韓国人に最も愛される画家、朴壽根の回顧展が、今年3月1日まで徳寿宮の国立現代美術館で行われる。1932年、朝鮮美術展覧会を通じて画壇に登場した朴壽根は、1965年まで活動を続け、韓国の情緒と温もりを表した作品で我々によく知られている。美術館側は今回の展示「朴壽根:春を待つ裸木」について、韓国の過酷な時代を生きた朴壽根の生涯と足跡を追っていきながら、観覧者自らが彼について考えてみる時間になることを期待していると紹介する。そこで、今回を機に朴壽根の作品世界を辿ってみる時間を持ちたい。
展示のタイトルのとおり朴壽根の生涯は、厳しい冬を忍ぶ裸木のようなものだった。今の人気ぶりとは違い、生前の朴壽根の作品はそこまで注目されなかったためだ。当時の日常の中の人々の姿を描いた絵画は、いたって平凡なものと認識された上、独学で作り出した彼の独自性を受け入れるには、当時過渡期にあった韓国美術界の受容力が足りなかった。それにもかかわらず、朴壽根は一生、自身の画風と題材にこだわって作業を続けたからこそ、現代になり、国民的な画家として記憶されることができたのだろう。では、彼の作品は、今の我々にどんな特徴と魅力を伝えているのだろうか。
朴壽根の作品を語る際に自ずと思い浮かぶのは、画面に映る故郷の趣がある題材であろう。農家の風景、働く女性、都市の庶民たちの日常的な姿は、彼の初期作品から晩年まで一貫して登場する。それは、人生から切り離せない拠り所そのものであり、当時の韓国の風景をありのまま表現しているため、我々の心の中に郷愁を呼び起こしているように思える。また、油分の抜けた油絵具を長い時間重ね塗りして作った作品の表面は、土壁、粉青沙器、花崗岩などを連想させ、西洋の油絵を韓国式にうまく解釈した作家という評に共感させられる。

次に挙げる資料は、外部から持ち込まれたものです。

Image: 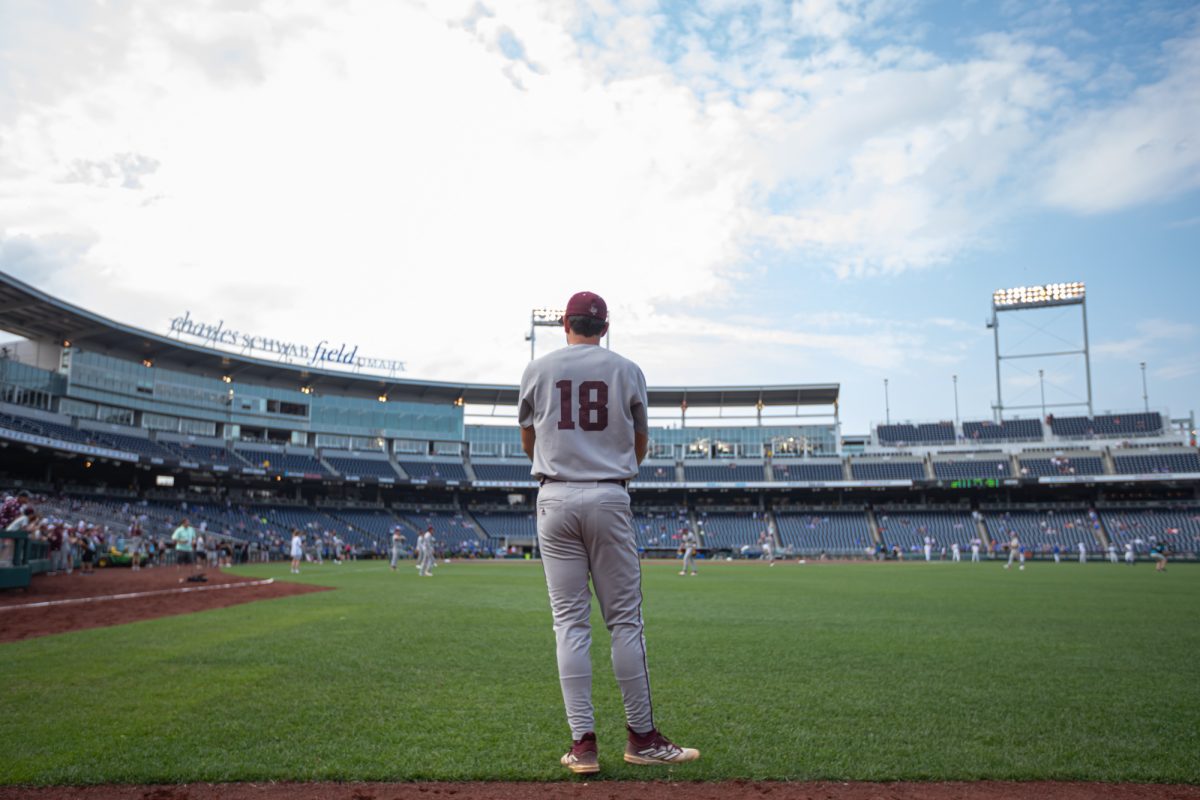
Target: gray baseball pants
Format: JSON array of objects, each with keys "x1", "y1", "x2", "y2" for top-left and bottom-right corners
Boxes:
[{"x1": 538, "y1": 481, "x2": 654, "y2": 739}]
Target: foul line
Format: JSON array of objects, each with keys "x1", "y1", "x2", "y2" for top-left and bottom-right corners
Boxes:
[{"x1": 0, "y1": 578, "x2": 275, "y2": 613}]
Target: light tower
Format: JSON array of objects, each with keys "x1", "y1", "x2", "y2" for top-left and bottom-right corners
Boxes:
[
  {"x1": 526, "y1": 308, "x2": 610, "y2": 361},
  {"x1": 988, "y1": 282, "x2": 1092, "y2": 422},
  {"x1": 526, "y1": 308, "x2": 566, "y2": 361}
]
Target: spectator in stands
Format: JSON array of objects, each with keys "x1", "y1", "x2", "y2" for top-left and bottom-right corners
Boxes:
[
  {"x1": 0, "y1": 491, "x2": 30, "y2": 530},
  {"x1": 0, "y1": 506, "x2": 38, "y2": 566},
  {"x1": 170, "y1": 517, "x2": 196, "y2": 567}
]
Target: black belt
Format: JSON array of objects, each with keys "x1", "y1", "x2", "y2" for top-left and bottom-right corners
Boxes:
[{"x1": 538, "y1": 475, "x2": 629, "y2": 489}]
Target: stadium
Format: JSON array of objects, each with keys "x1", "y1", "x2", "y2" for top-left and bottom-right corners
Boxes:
[{"x1": 0, "y1": 275, "x2": 1200, "y2": 796}]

このように背景になる色をキャンバスの上に塗り重ねた後、朴壽根は題材となるイメージを単純化した線と面で表現し、造形的でありつつ平面化された作品を完成させた。独特な質感を持ちながらも無視される遠近法は、伝統的な壁画を思わせると同時に、背景を省略することで主題の部分を明確にさせる。節制した色使いと表現によりモノクローム絵画のような感じを醸し出し、その中で表現される強烈な形体の線は、彼の示す内面的な意志を表していると評価される。特に、線は晩年の作品でさらに強調されるが、視力に問題を抱えていた彼の健康状態から影響を受けたものと見られる。しかし、朴壽根は左目を失明した後も作業活動を止めず、かえって単純化された線で韓国の美感を表した。
今回の回顧展では、前述の特徴を持つ朴壽根の作品と時代的状況を窺える小品がともに展示され、彼の作品世界が形成された環境をより綿密に覗いてみることができる。計4館で企画された展示会場は、時代別のテーマにフォーカスする。ジャン=フランソワ・ミレーの絵画を見て影響され、画家の道を夢見るようになった幼少期をはじめ、米軍部隊での展示、家族と一緒に過ごしながら周りの人たちの日常を絵画に残した逸話などは、展示会場の中でまた新しいシナリオとして綴られ、これまで我々に一般的に知られなかった画家、朴壽根の生涯が精緻に伝わる。彼の代表作として一つの作品を特定することは難しいものの、誕生させた作品ごとに固有の視点とタッチが込められており、誰にでも朴壽根の絵画だということを認知させる固有性を持つ。このように彼が生きてきた中で残した作品と資料から感じられる熾烈な人生の作業活動は、「春を待つ裸木」の意味を改めて考えてみるきっかけとして記憶されるだろう。
トリビア
モノクローム絵画
モノクローム絵画とは、ポリクロームと呼ばれる多色に対する概念として、単一の色や類似する色調を用いた彩度の変化で描く単色画を意味する。1970年代に登場した韓国の単色画は、ミニマリズムの影響を受けたもので、内容と形態を重視する伝統的な美術概念に反発した。色の物性ではなく精神性が内在しているという点で、西洋のモノクローム絵画とは違いを見せる。